We’ve already mentioned Tarek El Aissami, governor of the state of Aragua and head of the ruling PSUV party. The American Enterprise Institute has called him “thuggish,” but this seems like a polite understatement. It may sound like a joke, but Aissami’s dad actually ran the Venezuelan branch of Saddam Hussein’s Baath Party, and Aissami himself – who was a college friend of Chávez’s brother – came to be known as Chávez’s personal link to Hezbollah, Hamas, and Islamic Jihad.
Aissami has funneled cash to these groups, and when he was head of the agency that produces national ID cards, he provided Venezuelan cover identities to some of their members. As if that weren’t impressive enough, he also recruited young PSUV members to train in Lebanon for guerrilla war against the U.S.
But aiding and abetting terrorism is just a sideline for Aissami, whose main activity, it seems, has been sponging up taxpayer money and laundering it through his “multilayered and vast network of shell companies,” the chart of which looks more complex than the organization of the U.S. government itself.
(Bonus factoid: Aissami’s brother Firaz is involved with drug trafficking and has over $21 million in a Swiss bank.)

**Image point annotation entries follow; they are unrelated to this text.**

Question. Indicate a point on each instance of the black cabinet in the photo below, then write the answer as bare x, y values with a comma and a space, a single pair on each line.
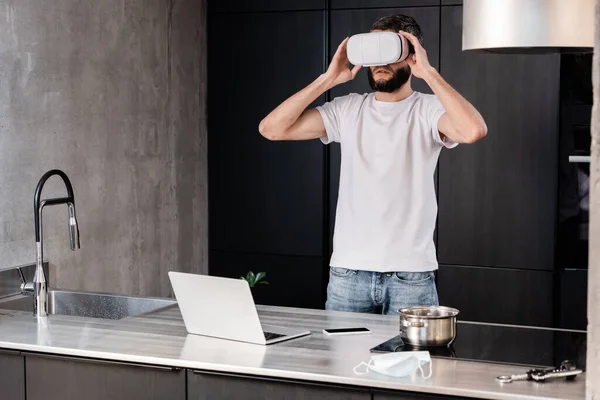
498, 198
213, 386
66, 378
573, 298
293, 281
221, 6
499, 295
12, 375
264, 197
336, 4
348, 22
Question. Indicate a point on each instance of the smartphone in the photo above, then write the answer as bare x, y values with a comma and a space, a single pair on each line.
346, 331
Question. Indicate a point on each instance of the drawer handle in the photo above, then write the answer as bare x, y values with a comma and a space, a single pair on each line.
106, 362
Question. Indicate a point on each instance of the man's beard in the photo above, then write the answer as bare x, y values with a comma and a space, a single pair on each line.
399, 78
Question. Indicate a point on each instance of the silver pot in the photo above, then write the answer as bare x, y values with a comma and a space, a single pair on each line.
424, 326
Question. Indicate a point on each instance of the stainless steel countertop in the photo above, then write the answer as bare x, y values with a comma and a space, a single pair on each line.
160, 338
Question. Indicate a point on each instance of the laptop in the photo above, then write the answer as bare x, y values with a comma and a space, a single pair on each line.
224, 308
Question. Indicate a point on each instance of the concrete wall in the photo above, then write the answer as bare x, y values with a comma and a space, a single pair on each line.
112, 92
593, 342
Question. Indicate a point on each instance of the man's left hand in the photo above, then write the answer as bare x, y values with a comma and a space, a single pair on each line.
418, 62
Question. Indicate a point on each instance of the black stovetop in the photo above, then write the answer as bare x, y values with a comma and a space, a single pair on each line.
506, 344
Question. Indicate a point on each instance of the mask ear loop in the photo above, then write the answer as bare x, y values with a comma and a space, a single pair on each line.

Shipping magnate Wilmer Ruperti, who thanks to “illegal deals with corrupt thugs” became “the go-to guy for nearly all PDVSA-shipping needs,” provides a fine example of the cartoonish extent to which Venezuelan self-enrichment schemes can go: in order to fool a Russian firm into thinking it was chartering oil tankers to PDVSA, Ruperti set up “an elaborate network of shell companies,” giving one of them a name very close to that of PDVSA, and leased tankers from the Russian firm, then rented them to PDVSA at a hefty profit. Alas for him, U.S. and U.K. authorities got wind of his dodge and took him to court; in the U.K. case, he had to pay $59 million in damages. But he’s not suffering: he owns a bulletproof BMW, a jet, a veritable palace in Caracas, and a Miami Beach mansion that, on paper, is owned by (of all people) Gloria Estefan’s husband.

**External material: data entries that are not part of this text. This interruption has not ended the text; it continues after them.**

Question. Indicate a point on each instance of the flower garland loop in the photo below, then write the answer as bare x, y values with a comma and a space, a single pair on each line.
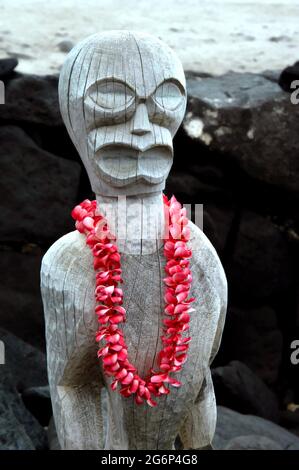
109, 298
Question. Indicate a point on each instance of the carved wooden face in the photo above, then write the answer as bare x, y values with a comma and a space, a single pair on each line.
122, 98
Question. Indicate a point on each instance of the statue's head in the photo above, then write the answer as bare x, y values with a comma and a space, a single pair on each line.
122, 97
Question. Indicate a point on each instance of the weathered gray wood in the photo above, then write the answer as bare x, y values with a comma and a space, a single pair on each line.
88, 415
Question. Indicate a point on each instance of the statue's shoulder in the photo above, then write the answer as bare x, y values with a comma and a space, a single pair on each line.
206, 260
68, 253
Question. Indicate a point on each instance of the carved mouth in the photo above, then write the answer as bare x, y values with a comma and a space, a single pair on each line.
122, 165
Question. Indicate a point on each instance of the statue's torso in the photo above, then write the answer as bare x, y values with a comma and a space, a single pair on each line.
68, 275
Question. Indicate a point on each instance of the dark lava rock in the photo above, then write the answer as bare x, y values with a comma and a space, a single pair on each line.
249, 120
288, 76
252, 337
238, 388
25, 364
38, 401
7, 66
38, 190
231, 425
260, 264
33, 99
19, 430
21, 305
252, 443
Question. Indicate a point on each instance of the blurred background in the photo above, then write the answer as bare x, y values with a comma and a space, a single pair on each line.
236, 153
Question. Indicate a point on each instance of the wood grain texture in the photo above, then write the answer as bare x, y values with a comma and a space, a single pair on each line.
122, 98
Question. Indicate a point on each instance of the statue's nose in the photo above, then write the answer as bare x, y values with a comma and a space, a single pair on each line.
140, 121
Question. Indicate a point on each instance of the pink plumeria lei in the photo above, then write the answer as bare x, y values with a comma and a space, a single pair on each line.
109, 298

Victor Vargas, who runs several banks and companies around the world, has long been known as the “Chávez Banker.” Translation: he’s said to have “made a backroom deal with Chávez’s government to handle some of the revolution’s murkier financial transactions.” As we’ve noted, Vargas may or may not own Cadena Capriles, Venezuela’s largest media conglomerate, which was purchased through a proxy on the island of Curaçao; if he does own it, moreover, he’s probably a front for the government, which has an interest in controlling as much of the nation’s media as possible. Vargas owns a major polo team, a stable of 60 ponies, a private fleet of jets, two yachts, a helicopter, homes in Europe, a huge estate in Venezuela, and mansions in Santo Domingo and Palm Beach.

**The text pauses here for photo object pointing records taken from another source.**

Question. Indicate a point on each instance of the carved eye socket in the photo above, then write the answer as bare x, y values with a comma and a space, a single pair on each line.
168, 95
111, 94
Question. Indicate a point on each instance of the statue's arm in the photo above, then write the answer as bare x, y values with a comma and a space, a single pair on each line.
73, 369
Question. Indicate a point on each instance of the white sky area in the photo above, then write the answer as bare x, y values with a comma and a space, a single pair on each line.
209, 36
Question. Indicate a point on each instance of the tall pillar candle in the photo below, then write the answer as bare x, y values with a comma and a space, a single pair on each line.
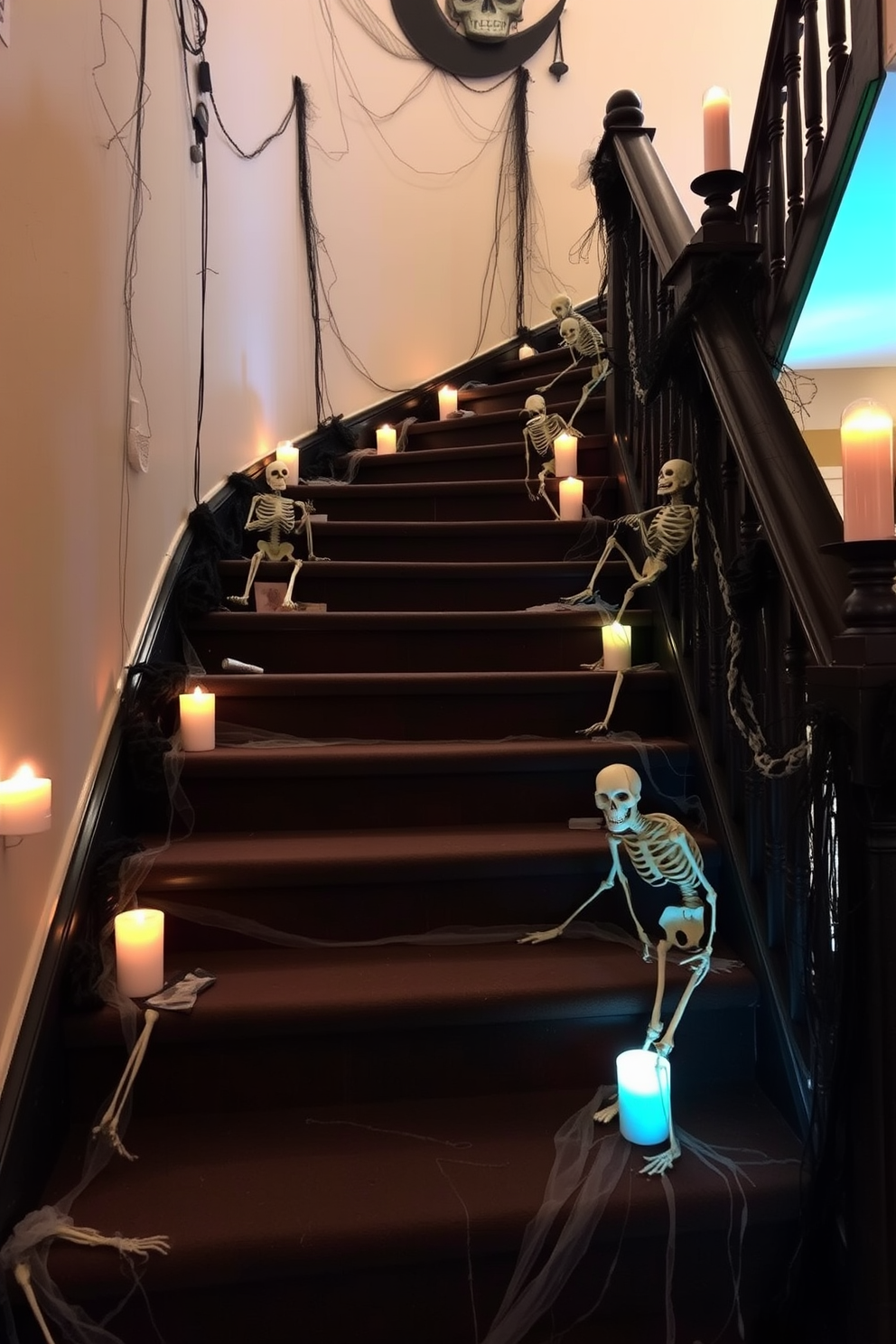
198, 721
140, 952
386, 440
645, 1106
24, 804
565, 454
716, 129
867, 443
617, 647
288, 454
448, 402
571, 493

Luisa Ortega Díaz is Venezuela’s General Prosecutor, a position she’s used to undermine media rights and to imprison journalists and politicians (notably opposition leader Leopoldo López). In 2009 she proposed a Media Crimes Law to curb “the irrational use of power by the media” and “regulate freedom of expression.” While ignoring the embezzlement by officials of truckloads of cars, motorcycles, computers, cameras, and other government-owned items, she’s used forged evidence to prosecute opposition legislators; and while threatening to “severely punish” so-called “hoarders” of basic foodstuffs – a widespread and thoroughly understandable phenomenon in Venezuela, where things are so screwed-up that you can’t be sure you’ll be able to buy bread, butter, or milk any time in the next few weeks – she’s been photographed shopping at high-end boutiques on the Rue Saint-Honoré in Paris.
All this, note well, is just a small sampling of the sleazy operators who make up the Maduro regime.
[NOTE: Corrected on December 22, 2015, to reflect the fact that Rafael Ramírez, at the time this post went up, was UN ambassador, not Minister of Finance.]